The term "nonlinear" is probably one of the most over used terms in mathematics. In the case of chaos theory, a nonlinear equation is one of the form

```		x = f(x)
```
Computational chemists should recognize this as exactly what a self consistent field (SCF) calculation is. In the SCF method, an initial set of orbitals is used to generate a new set of orbitals and the procedure is repeated until some convergence criteria is met.

The branch of mathematics called "chaos theory" which has been created and explored over the last decade is the study of equations and systems of equations of this type. To some extent the mathematicians are tacking new names onto behavior that computational chemists have been seeing for years, but they are also learning more about why these systems behave the way they do. It is hoped that, in time, the work being done by mathematicians will provide the insight necessary to create better SCF convergence methods.

The purpose of this document is two fold. First it attempts to make the connections between the field of chaos theory and SCF calculations. Second it gives suggestions on how to fix calculations with convergence problems.

## What Nonlinear Systems Do

If one chooses a nonlinear equation, picks a starting value for the nonlinear variable then iterates there are several possible outcomes.

1. After a number of iterations, the value returned by the equation may be the value that was put in on that iteration. This is what chemists desire - a converged solution.
2. The values could be almost repeating but not quite. These are called Lorenz attractor systems in chaos theory.
3. The values produced from one iteration to the next may oscillate between 2 values, 4 values or any other power of 2. (I am not aware of any examples other than powers of 2.)
4. The values produced may be random within some fixed range.
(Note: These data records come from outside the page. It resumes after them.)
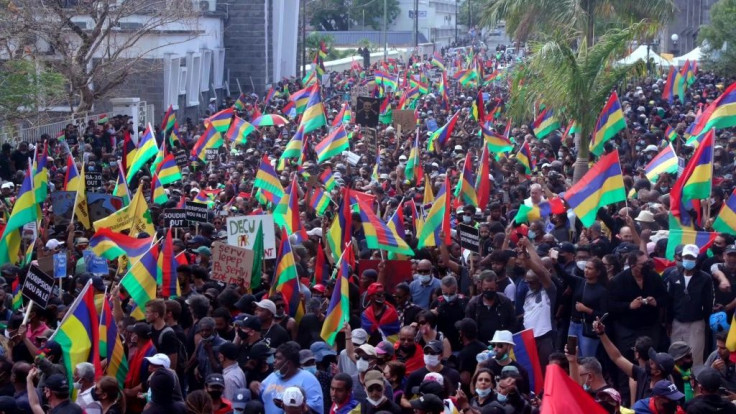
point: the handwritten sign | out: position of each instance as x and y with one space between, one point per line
196 211
38 287
175 217
231 264
241 232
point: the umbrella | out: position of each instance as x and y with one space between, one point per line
270 120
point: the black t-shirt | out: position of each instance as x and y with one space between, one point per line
417 377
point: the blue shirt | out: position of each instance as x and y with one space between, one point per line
422 294
273 387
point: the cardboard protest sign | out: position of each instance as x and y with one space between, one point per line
230 264
241 232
Random number generators use this property intentionally, but it is rather annoying when an SCF calculation does so.
5. The values produced may be random and not bounded within any upper or lower limits.
Which type of non-linear behavior is seen depends upon several things; the equation being used, the constants in the equation and the initial value of the variables.

It stands to reason that the total energy may follow any of these patterns during SCF iterations. We have encountered oscillating and random behavior in the convergence of open shell transition metal compounds but have never tried to determine if the random values were bounded or not.
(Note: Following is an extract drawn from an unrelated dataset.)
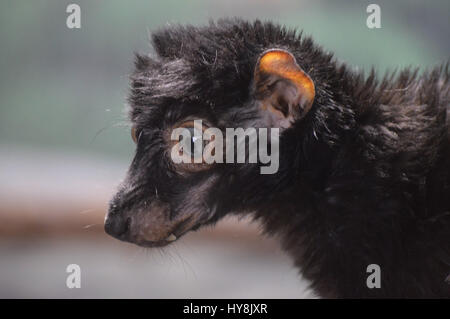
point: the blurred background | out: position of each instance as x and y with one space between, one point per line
65 141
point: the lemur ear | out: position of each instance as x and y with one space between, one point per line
283 90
## How to Control Nonlinear Behavior

Changing the constants in a non-linear equation would be roughly equivalent to switching the basis set used for an SCF calculation. Since a particular basis set is often chosen for a desired accuracy and speed, this is not generally the most practical solution to a convergence problem. Plots of behavior vs constant values are the bifurcation diagrams which are found in many explanations of chaos theory.

Another way of changing the constants in an SCF calculation is to change the geometry a bit. Often pulling a bond length a bit shorter than expected is effective (say making the length 90% of the expected value). lengthening bond lengths a bit and avoiding eclipsed or gauche conformations are second and third best. Once you have a converged wave function move the geometry back where you want it and use the converged function as the initial guess.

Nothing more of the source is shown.